Igumnov, when he heard nasty things about his house, in his hearts accused the architect of bad taste and refused to pay him the excess of the budget. And we remember that the upper bar did not exist, so Pozdeev invested in the decoration with his own funds. And it burned out as much as 250 thousand rubles. This is all that he had from his own and borrowed funds. Realizing that he was ruined by the "gray-footed merchant" who did not understand the best creation of the architect, he shouted to the merchant:

A week later, returning to Yaroslavl, Pozdeyev committed suicide.

But his prophecies began to come true

The house did not give the sweet life to Igumnov's lover, the dancer Lyubonka. The merchant settled her in a house on Yakimanka, while he himself traveled around on business. One day he returned unexpectedly without warning, and his Lyuba was having fun with some kind of cornet. Opponent - out, and wrong … walled up in the wall. In any case, the girl was never seen again. But, they say, they heard. The merchant himself did not live in the house after this incident, and the servants did not stay for a long time, ran away, the night voices and the girl's shadow terrified them.

Later, in order to restore the good name of the house, Nikolai Vasilyevich gave that ill-fated reception. And he was forced to leave Moscow forever for his estate in Abkhazia.

New home and new business

And from that moment on, the fate of the merchant Igumnov spins the following plot, no less interesting. His exile, almost like Filatov's, "preferably in July and preferably in Crimea", was the beginning of a new business. In Abkhazia, an enterprising merchant did not lose his head, but bought 600 acres of land, drained the swamps, planting eucalyptus and cypress trees. And on the site of the former swamps, a garden blossomed. What was missing here: tangerines, kiwi, mango, tunga, tobacco, medicinal trees.

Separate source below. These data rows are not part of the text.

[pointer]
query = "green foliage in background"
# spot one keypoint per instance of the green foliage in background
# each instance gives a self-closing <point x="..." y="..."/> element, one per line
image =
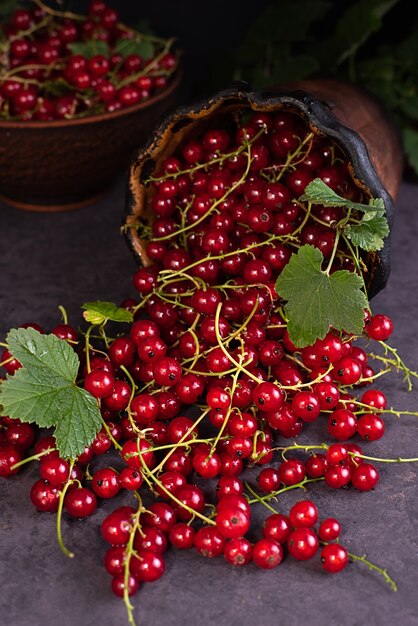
<point x="357" y="40"/>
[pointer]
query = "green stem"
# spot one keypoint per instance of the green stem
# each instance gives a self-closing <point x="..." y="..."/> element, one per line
<point x="34" y="457"/>
<point x="67" y="553"/>
<point x="376" y="568"/>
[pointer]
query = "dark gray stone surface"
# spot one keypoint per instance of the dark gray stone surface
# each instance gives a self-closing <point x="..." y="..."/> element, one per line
<point x="69" y="258"/>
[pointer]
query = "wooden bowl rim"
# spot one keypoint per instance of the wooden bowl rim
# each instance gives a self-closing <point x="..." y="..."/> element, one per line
<point x="101" y="117"/>
<point x="317" y="114"/>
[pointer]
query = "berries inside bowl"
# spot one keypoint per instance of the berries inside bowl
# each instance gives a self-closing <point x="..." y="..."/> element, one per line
<point x="77" y="95"/>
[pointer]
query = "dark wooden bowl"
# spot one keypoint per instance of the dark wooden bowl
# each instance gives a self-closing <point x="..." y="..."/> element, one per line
<point x="339" y="110"/>
<point x="67" y="164"/>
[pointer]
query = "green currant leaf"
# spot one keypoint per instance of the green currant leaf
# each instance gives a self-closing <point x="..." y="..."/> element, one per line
<point x="90" y="48"/>
<point x="369" y="234"/>
<point x="316" y="301"/>
<point x="318" y="192"/>
<point x="44" y="391"/>
<point x="100" y="312"/>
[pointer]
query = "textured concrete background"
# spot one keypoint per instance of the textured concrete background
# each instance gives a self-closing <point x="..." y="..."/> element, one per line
<point x="69" y="258"/>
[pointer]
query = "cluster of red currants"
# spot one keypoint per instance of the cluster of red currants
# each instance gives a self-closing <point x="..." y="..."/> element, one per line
<point x="58" y="65"/>
<point x="206" y="384"/>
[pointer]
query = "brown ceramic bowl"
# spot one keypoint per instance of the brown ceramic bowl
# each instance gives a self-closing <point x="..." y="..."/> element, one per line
<point x="67" y="164"/>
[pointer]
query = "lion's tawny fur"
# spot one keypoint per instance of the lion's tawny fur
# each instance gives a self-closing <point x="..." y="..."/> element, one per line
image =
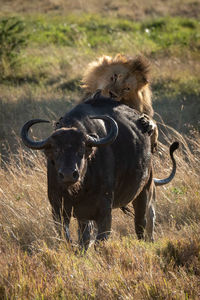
<point x="124" y="78"/>
<point x="121" y="77"/>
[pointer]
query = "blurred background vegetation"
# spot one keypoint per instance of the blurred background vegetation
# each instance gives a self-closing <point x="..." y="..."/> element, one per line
<point x="44" y="49"/>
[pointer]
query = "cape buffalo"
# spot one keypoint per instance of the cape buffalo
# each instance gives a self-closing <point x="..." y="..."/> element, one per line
<point x="99" y="158"/>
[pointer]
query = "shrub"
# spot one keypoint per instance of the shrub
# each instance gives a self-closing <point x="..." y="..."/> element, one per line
<point x="12" y="40"/>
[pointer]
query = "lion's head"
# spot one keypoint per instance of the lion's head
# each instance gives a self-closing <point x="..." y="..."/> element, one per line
<point x="123" y="78"/>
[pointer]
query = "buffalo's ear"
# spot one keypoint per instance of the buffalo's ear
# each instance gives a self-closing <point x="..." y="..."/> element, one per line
<point x="48" y="151"/>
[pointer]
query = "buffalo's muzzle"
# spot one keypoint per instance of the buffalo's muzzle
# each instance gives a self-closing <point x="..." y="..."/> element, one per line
<point x="68" y="177"/>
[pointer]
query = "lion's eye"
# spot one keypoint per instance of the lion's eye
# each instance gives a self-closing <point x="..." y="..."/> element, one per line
<point x="80" y="153"/>
<point x="126" y="89"/>
<point x="114" y="77"/>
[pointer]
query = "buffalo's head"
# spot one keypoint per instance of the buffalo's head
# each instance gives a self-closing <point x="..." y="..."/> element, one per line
<point x="68" y="149"/>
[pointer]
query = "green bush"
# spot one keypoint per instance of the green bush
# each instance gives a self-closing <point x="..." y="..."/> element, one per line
<point x="12" y="40"/>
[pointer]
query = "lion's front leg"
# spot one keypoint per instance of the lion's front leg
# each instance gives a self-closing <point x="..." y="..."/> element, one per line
<point x="151" y="128"/>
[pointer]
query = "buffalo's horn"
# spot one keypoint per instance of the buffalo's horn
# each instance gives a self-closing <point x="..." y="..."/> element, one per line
<point x="27" y="141"/>
<point x="111" y="136"/>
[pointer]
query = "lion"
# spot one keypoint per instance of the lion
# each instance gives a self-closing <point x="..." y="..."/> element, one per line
<point x="125" y="79"/>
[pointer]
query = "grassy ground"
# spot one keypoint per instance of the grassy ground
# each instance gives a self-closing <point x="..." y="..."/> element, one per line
<point x="42" y="79"/>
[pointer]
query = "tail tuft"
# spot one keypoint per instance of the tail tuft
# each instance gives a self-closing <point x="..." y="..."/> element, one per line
<point x="173" y="147"/>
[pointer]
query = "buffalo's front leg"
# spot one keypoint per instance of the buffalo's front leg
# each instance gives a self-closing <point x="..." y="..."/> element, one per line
<point x="84" y="231"/>
<point x="139" y="205"/>
<point x="61" y="218"/>
<point x="104" y="221"/>
<point x="144" y="211"/>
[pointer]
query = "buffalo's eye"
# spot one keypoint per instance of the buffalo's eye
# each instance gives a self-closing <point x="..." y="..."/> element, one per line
<point x="80" y="153"/>
<point x="127" y="89"/>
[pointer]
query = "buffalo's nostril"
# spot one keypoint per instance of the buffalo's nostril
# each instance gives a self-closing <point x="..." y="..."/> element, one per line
<point x="112" y="95"/>
<point x="75" y="175"/>
<point x="61" y="175"/>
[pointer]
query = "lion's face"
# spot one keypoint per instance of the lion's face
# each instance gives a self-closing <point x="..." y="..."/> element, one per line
<point x="122" y="78"/>
<point x="120" y="83"/>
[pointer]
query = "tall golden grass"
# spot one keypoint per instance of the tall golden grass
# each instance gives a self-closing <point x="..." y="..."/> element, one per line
<point x="35" y="263"/>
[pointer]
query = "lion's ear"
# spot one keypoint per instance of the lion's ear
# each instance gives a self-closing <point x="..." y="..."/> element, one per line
<point x="141" y="65"/>
<point x="120" y="58"/>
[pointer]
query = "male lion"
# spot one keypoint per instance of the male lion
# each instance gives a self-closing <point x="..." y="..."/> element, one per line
<point x="125" y="79"/>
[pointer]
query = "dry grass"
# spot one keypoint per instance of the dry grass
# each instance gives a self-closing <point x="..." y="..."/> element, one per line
<point x="119" y="8"/>
<point x="36" y="264"/>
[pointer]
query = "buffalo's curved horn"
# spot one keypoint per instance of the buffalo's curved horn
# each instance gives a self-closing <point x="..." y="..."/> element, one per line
<point x="107" y="140"/>
<point x="27" y="141"/>
<point x="159" y="182"/>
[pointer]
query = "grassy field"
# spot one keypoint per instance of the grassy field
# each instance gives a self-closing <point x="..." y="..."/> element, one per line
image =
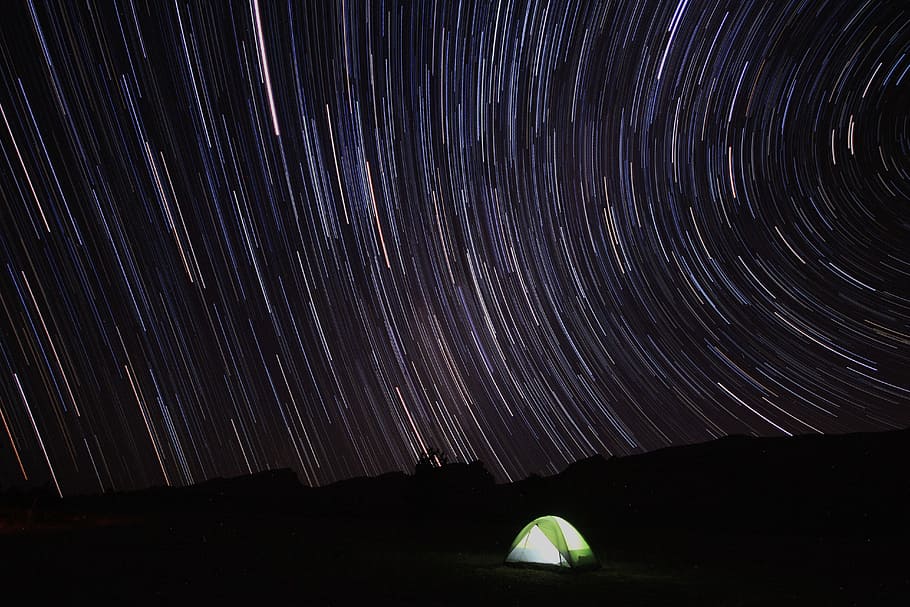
<point x="335" y="561"/>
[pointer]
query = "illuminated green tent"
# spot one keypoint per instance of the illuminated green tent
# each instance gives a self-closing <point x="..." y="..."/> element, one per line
<point x="551" y="541"/>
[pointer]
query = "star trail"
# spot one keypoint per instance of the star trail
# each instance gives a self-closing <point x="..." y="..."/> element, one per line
<point x="246" y="235"/>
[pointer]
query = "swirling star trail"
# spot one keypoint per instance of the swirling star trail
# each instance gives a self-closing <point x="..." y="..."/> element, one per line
<point x="248" y="235"/>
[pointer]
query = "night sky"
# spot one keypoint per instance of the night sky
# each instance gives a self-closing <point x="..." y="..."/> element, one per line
<point x="249" y="235"/>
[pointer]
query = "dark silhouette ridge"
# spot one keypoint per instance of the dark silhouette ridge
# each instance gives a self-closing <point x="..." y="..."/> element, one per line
<point x="806" y="484"/>
<point x="745" y="521"/>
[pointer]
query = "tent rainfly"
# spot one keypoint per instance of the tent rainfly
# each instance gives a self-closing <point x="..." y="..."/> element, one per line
<point x="551" y="541"/>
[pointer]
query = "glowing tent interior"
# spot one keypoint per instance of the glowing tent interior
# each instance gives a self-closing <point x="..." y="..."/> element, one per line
<point x="551" y="541"/>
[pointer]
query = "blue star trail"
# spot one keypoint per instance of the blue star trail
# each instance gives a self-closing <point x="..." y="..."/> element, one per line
<point x="246" y="235"/>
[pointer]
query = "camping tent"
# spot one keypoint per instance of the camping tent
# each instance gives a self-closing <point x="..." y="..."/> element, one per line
<point x="551" y="541"/>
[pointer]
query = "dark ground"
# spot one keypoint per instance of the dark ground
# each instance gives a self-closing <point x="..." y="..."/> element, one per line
<point x="802" y="521"/>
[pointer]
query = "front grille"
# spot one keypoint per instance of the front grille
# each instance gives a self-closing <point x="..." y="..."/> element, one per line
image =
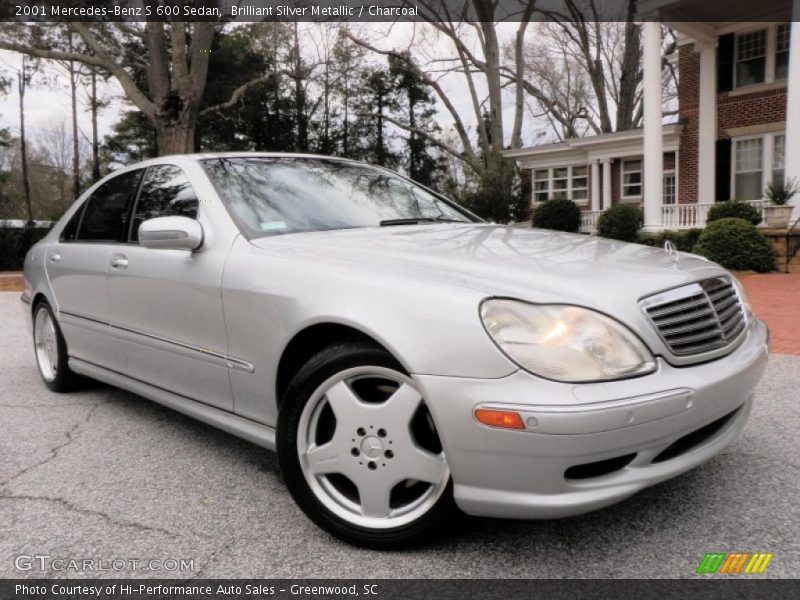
<point x="698" y="317"/>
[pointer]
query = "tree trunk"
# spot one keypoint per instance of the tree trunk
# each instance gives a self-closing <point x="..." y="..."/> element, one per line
<point x="95" y="139"/>
<point x="76" y="159"/>
<point x="23" y="146"/>
<point x="631" y="74"/>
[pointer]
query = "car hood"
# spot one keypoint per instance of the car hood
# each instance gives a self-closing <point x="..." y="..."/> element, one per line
<point x="533" y="264"/>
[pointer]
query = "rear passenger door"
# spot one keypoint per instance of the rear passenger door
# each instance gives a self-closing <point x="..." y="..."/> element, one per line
<point x="76" y="267"/>
<point x="166" y="305"/>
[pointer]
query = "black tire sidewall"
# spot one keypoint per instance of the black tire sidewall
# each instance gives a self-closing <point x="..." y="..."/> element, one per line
<point x="321" y="367"/>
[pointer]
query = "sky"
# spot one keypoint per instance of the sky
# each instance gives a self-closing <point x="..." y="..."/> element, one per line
<point x="47" y="101"/>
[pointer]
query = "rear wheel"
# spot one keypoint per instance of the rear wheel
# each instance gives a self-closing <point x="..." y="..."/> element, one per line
<point x="359" y="450"/>
<point x="51" y="350"/>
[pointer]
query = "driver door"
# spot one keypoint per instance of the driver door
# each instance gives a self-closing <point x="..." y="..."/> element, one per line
<point x="166" y="304"/>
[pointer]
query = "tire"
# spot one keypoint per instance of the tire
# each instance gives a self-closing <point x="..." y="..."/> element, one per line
<point x="50" y="350"/>
<point x="359" y="451"/>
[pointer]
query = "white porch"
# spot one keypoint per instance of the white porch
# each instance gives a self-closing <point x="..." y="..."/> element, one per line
<point x="675" y="216"/>
<point x="704" y="23"/>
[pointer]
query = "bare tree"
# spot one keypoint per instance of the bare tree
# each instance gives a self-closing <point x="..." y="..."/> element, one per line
<point x="481" y="69"/>
<point x="24" y="75"/>
<point x="54" y="147"/>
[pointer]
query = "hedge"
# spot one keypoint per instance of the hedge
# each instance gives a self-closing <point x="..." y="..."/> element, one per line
<point x="14" y="244"/>
<point x="683" y="240"/>
<point x="736" y="244"/>
<point x="620" y="222"/>
<point x="559" y="215"/>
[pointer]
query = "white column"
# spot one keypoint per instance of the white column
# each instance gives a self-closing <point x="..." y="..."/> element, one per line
<point x="653" y="134"/>
<point x="595" y="167"/>
<point x="793" y="107"/>
<point x="707" y="125"/>
<point x="606" y="183"/>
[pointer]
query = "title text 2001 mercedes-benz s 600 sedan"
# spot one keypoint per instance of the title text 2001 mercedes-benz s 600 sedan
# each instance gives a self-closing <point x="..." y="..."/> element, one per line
<point x="402" y="356"/>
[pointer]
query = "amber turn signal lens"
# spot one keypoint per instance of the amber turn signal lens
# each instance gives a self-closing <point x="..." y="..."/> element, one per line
<point x="499" y="418"/>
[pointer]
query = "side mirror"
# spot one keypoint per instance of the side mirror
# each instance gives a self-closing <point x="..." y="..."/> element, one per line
<point x="171" y="233"/>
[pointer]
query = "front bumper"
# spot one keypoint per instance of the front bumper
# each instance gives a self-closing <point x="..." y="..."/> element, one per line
<point x="522" y="474"/>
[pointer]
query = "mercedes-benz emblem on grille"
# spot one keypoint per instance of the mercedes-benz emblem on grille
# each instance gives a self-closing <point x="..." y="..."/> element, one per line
<point x="671" y="251"/>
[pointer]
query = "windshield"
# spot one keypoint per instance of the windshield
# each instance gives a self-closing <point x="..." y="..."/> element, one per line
<point x="272" y="196"/>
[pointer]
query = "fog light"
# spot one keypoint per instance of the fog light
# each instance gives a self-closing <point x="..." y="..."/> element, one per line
<point x="499" y="418"/>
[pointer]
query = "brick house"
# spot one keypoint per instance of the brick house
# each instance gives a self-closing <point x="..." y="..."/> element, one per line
<point x="738" y="124"/>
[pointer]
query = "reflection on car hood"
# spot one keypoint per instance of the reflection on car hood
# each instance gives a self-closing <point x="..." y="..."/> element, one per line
<point x="499" y="260"/>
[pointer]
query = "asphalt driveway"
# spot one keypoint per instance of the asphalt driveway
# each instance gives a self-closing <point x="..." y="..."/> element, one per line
<point x="102" y="474"/>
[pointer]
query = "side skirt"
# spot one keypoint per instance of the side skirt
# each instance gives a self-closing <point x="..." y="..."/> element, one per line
<point x="246" y="429"/>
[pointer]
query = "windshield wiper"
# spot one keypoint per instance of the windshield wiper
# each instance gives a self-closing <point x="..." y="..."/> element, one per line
<point x="415" y="220"/>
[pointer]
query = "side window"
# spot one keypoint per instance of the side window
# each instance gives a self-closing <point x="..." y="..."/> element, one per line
<point x="70" y="231"/>
<point x="106" y="213"/>
<point x="166" y="192"/>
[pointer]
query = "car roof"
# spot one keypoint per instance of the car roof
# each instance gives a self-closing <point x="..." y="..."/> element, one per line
<point x="197" y="156"/>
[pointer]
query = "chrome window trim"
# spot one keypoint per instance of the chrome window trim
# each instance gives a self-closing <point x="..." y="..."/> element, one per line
<point x="212" y="356"/>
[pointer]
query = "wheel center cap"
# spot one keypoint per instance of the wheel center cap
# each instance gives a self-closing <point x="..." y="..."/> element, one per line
<point x="371" y="447"/>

But that's not all. He began to breed domestic animals, built a fish cannery on the coast. Having built a small palace for himself, he took care of the life of his workers: a dormitory with double rooms appeared. And for the family he built small houses, which became the property of the worker's family together with the land.

Soviet power did not touch Igumnov: he voluntarily transferred everything to the new government, and he himself remained working as an ordinary agronomist at the state farm.

And what about his "gingerbread house"?

First, a mint was set up in the house, and after Lenin's death - a classified project "Institute of the Brain". Literally. The brains of Lenin, Mayakovsky, Bagritsky, Gorky, Lunacharsky, Kirov, Kuibyshev, Tsiolkovsky, Michurin, Pavlov, Plekhanov and many other politicians and figures of science and culture were studied here. The goal is to search for the secret of genius and create a special Pantheon. For comparison, the brains of "ordinary" people of different nationalities were also brought here. By the way, Ilyich's brain turned out to be much smaller than the "usual" ones.

Later the institute moved, and the building was transferred to the French Embassy in the USSR. Now this is the personal residence of the French Ambassador to Russia.